Feature data: The feature columns contain random data of the following characteristics:
- C1: Integer between 1 and 10
- C2 & C3: Integer between 0 (50%) and 4 (1-4, 50%)
- C4 & C5: Real number between 0 and 3, uniform distribution
Noise response: The response was generated randomly with 50% probability of “0” and “1”, respectively.
Known pattern response: This dataset is generated by designing a simple decision tree and generating the response.
The MATLAB code for generating similar data is in the zip-file, found at the top of this post.
The datasets generated above were loaded into Weka (Weka project website), a machine learning suite, allowing for fast data exploration and testing of different machine learning algorithms.

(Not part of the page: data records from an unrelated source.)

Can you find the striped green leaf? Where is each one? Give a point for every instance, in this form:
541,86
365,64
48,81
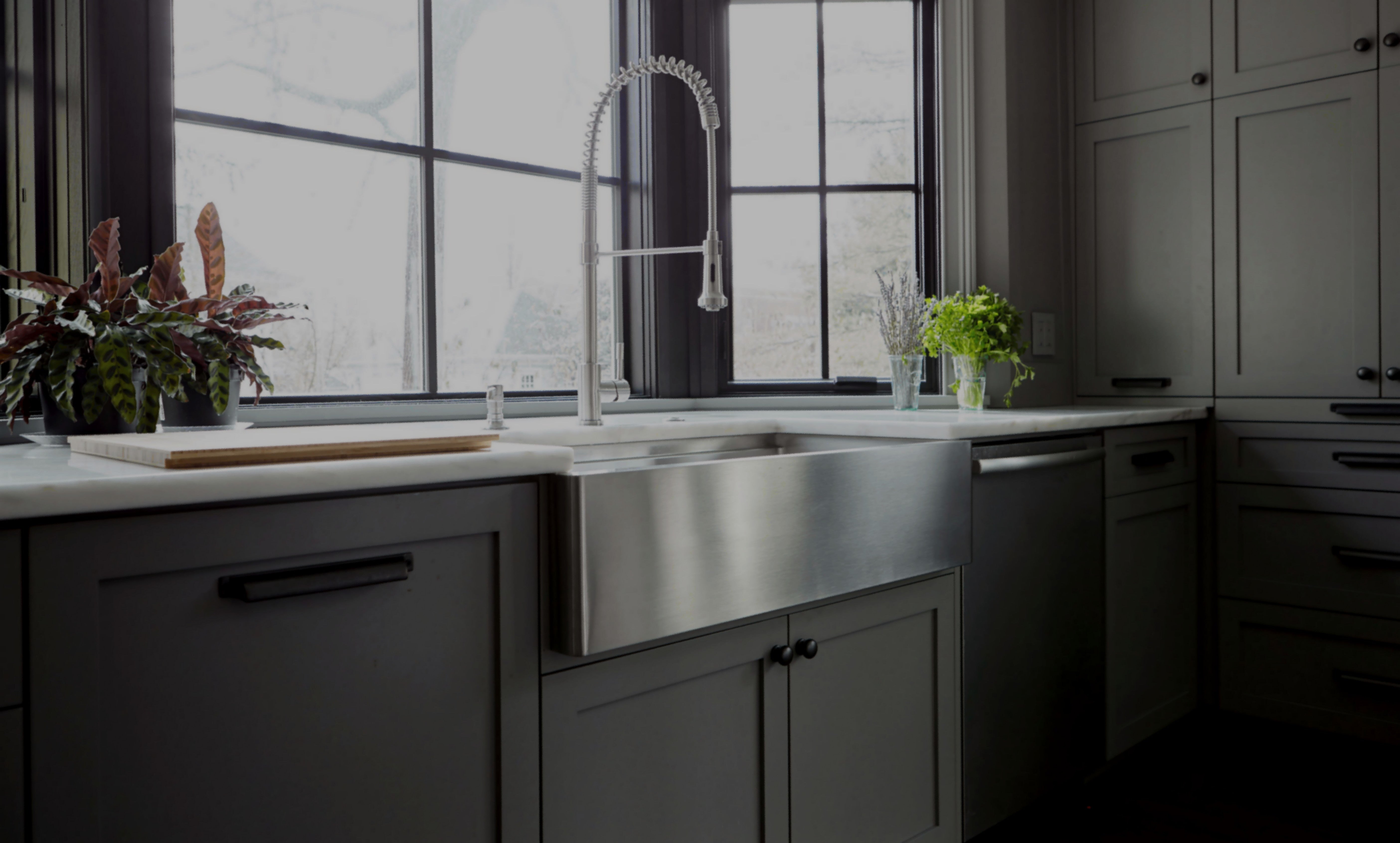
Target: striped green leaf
114,362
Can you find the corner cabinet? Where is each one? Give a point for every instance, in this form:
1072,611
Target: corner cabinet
713,739
1297,276
171,702
1144,254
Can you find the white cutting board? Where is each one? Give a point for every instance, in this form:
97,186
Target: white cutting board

The noise dataset was passed to several supervised classifiers. For evaluation 3 options were chosen: 1) Training and testing on the full dataset, 2) training with 10-fold cross validation, i.e. split the training data into 10 sets of equal size and leave one out in every iteration for testing, and 3) training on the first 80% and testing on the last 20%.

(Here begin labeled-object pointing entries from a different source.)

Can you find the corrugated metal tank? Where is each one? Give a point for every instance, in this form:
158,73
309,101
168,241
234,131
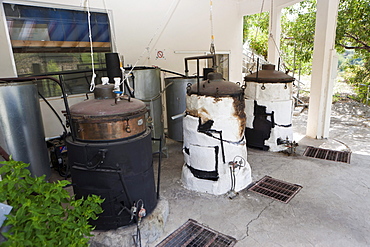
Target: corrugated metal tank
146,82
21,129
176,104
214,144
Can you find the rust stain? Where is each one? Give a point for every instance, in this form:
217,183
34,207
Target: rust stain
201,112
239,107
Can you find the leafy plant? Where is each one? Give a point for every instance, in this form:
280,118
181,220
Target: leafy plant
44,214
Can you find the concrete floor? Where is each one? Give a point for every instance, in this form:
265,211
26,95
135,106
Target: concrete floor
332,209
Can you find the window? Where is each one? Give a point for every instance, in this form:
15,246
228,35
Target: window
53,40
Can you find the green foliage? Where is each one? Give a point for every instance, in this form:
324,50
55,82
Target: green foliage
297,38
353,26
255,31
43,213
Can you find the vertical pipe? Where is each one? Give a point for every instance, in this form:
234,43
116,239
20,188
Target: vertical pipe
159,166
69,118
197,75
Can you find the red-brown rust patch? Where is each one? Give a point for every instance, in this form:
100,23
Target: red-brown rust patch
201,112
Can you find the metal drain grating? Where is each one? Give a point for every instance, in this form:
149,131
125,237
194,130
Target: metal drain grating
276,189
327,154
193,234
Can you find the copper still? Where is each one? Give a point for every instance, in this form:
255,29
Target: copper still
110,155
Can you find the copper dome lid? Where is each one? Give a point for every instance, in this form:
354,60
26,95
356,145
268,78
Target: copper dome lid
268,74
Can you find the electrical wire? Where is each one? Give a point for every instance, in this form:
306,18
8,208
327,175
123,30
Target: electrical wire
161,27
92,84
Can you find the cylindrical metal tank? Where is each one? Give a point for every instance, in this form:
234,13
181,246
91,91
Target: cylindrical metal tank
176,104
146,82
21,129
269,109
111,156
214,144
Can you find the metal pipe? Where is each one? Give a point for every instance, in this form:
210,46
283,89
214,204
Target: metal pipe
197,75
172,72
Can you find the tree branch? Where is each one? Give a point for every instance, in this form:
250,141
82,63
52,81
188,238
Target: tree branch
356,47
365,45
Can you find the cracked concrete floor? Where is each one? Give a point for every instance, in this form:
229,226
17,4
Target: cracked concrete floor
332,209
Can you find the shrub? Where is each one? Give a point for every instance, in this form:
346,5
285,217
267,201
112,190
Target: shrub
44,214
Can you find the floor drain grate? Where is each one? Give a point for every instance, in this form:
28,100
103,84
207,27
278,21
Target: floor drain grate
276,189
327,154
193,234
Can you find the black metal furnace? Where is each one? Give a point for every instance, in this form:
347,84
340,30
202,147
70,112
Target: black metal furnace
110,155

These algorithms were tested: SVM, AdaBoost, Simple CART, Logistic regression, Naive Bayes, Bagging.
The default parameters were used. The correct classification rate was used as the evaluation measure. The closer this number is to 100%, the better. The worst performance should be approximately 50%, which corresponds to random guessing.

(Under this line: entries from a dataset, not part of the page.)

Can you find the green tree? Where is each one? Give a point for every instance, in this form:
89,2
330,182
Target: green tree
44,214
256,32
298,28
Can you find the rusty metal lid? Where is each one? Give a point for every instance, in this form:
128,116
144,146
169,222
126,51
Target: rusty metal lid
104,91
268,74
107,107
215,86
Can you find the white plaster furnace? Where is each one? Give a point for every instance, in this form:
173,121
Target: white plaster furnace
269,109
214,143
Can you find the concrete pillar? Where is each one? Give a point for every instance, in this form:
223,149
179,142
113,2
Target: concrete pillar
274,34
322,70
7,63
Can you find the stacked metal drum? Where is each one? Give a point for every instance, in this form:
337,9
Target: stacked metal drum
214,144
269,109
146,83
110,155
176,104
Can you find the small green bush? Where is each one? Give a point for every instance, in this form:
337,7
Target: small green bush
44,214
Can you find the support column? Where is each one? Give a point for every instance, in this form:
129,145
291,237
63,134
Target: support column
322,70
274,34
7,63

The expected result for the noise data was, that all algorithms would have a success rate of approximately 50%, i.e. the result of random guessing.
When using the full data for both training and performance evaluation, the correct classification rate was:
- SVM: 57.2%
- AdaBoost (with decision stump classifiers): 56.8%
- Simple CART: 52.8%
- Logistic regression: 56.7%
- Naive Bayes: 58.4%
- Bagging (with REP tree classifiers): 77.3%
When using the same data for testing and training, we must expect overfitting, i.e. the model captures too many random variations present in the training data and embeds them in the model. If the model is just complex enough, we would be able to get 100% correct classification when using the training data for testing. It surprised me, that the models didn’t perform better on the training data. Only Bagging (with REP tree classifiers) got a high rate of correct classification, suggesting that this model might have a tendency to overfitting.
Next the performance on a split dataset was tested, where 80% (=800 samples) were used for training and 20% for testing. The performance was:
- SVM: 52.5%
- AdaBoost (with decision stump classifiers): 53%
- Simple CART: 48%
- Logistic regression: 54%
- Naive Bayes: 49.5%
- Bagging (with REP tree classifiers): 48.5%
The lesson to learn from these numbers is, how large variations we have to expect if there is no underlying pattern to be found. All algorithms have a performance close to 50%, as expected. The variation is in the order of 5%, which means, that classification results of up to 55% might still indicated (and should be treated as such) as if there is no pattern found. This number is dependent on the sample size, which in our case is 1000. The more samples, the less deviation from 50% is expected for a random response.
Known pattern response:
For the data with known response, the results for training and testing on the full data were:
- SVM: 94.5%
- AdaBoost (with decision stump classifiers): 84.4%
- Simple CART: 99.3%
- Logistic regression: 93.1%
- Naive Bayes: 90.5%
- Bagging (with REP tree classifiers): 96.4%
For the split data (split 80% training, 20% testing) the results were:
- SVM: 94.5%
- AdaBoost (with decision stump classifiers): 85.5%
- Simple CART: 94.5%
- Logistic regression: 88%
- Naive Bayes: 91%
- Bagging (with REP tree classifiers): 88.5%
All models have a high performance, though none achieves 100% correct classification on neither full-data training-testing nor split data. The models found by Weka suggest that most models, especially rule based models, like Simple CART, AdaBoost and Bagging, struggle with the rule “C4 > 2*C5” used in the response generation. Since these method can only split data along one dimension at a time, i.e. cut feature space into boxes, they cannot fully model this pattern with the limited depth and branch pruning set in the default parameters.
Bagging has the largest gap between full data and split data performance, again pointing towards a higher tendency of overfitting of local variations compared to the other methods.